In order to accomodate a large class this could result in a potentially big investment in hardware and classroom setup time. Or, we could look to the cloud as a potential solution. As it turns out this is a perfect problem to solve using EC2.
Why? Well, we can create instances of Exchange Servers on uniquely named Active Directory domains and have them available for use when we need them in class. These, effectively, become our “on-premises” mail servers for our exercise, even though they are actually themselves in the cloud!
In this way we will only incur charges for running instances for the few hours of each class where we actually need them. When they are not needed we can leave them in a stopped state. Sure there will be some charges for storing the volume but those will be relatively small. Also, while the course is under development, we can work with these Exchange servers from anywhere and testing can be done by our geographically dispersed development team.

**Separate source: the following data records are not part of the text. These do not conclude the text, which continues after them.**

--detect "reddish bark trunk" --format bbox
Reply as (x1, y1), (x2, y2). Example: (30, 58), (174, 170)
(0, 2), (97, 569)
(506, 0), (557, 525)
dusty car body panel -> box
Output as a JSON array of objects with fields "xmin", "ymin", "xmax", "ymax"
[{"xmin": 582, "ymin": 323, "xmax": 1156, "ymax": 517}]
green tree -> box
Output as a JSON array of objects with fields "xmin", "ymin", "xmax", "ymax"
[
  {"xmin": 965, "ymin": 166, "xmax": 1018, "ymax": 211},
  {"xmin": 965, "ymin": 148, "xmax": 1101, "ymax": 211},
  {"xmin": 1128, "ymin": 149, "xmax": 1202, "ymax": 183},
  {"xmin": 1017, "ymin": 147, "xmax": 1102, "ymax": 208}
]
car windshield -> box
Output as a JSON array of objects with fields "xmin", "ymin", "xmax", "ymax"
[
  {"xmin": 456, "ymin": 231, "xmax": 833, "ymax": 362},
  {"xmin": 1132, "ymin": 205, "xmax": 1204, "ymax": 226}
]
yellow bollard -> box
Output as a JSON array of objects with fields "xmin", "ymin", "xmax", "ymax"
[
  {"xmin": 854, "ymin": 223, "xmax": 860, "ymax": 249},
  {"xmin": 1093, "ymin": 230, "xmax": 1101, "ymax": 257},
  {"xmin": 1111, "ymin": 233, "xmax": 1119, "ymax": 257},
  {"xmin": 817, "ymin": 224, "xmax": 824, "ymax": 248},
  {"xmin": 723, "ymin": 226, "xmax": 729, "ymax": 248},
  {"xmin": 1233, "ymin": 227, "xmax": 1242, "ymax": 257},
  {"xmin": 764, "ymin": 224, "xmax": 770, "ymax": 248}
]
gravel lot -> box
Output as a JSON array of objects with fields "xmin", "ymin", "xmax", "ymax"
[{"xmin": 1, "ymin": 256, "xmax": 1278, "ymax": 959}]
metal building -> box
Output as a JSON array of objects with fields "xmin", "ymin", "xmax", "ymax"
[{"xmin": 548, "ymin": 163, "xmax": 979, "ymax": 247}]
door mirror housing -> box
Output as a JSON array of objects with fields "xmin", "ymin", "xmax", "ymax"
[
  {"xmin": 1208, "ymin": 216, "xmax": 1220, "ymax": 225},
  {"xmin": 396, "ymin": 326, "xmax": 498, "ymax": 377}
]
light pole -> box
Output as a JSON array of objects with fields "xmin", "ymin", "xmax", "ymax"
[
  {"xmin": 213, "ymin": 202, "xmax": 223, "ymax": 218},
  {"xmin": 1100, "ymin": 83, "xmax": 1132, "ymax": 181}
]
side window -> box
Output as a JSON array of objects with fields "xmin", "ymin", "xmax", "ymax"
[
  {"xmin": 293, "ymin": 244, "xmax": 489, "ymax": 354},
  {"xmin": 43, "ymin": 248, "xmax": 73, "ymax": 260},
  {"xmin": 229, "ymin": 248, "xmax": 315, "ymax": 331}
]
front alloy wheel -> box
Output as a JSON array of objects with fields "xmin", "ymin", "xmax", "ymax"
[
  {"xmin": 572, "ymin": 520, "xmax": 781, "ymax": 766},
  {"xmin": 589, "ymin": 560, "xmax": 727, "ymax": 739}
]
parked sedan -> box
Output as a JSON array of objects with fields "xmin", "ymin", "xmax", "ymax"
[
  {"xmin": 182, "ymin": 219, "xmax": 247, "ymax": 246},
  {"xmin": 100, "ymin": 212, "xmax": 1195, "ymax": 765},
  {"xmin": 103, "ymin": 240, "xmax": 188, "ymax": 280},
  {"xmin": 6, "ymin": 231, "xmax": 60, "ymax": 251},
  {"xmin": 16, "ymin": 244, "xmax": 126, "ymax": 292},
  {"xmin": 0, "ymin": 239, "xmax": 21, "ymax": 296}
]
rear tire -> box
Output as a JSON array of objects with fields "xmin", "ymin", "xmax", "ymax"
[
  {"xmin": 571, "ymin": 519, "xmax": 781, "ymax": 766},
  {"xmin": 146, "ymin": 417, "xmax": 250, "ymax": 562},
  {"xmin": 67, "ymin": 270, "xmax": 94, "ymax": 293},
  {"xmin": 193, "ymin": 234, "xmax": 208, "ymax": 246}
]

Are we storing any sensitive data in the cloud? No. Is the application mission critical? Well, I guess if we can’t connect to the Internet for some reason that could cause a problem in the classroom but if that were to occur we would have a problem anyway because the whole class is about the cloud!
So, in summary, the cloud is not a solution to every problem. There are some problems, however, like this case in point where the cloud is a good fit and solves real world technical problems in a cost effective manner.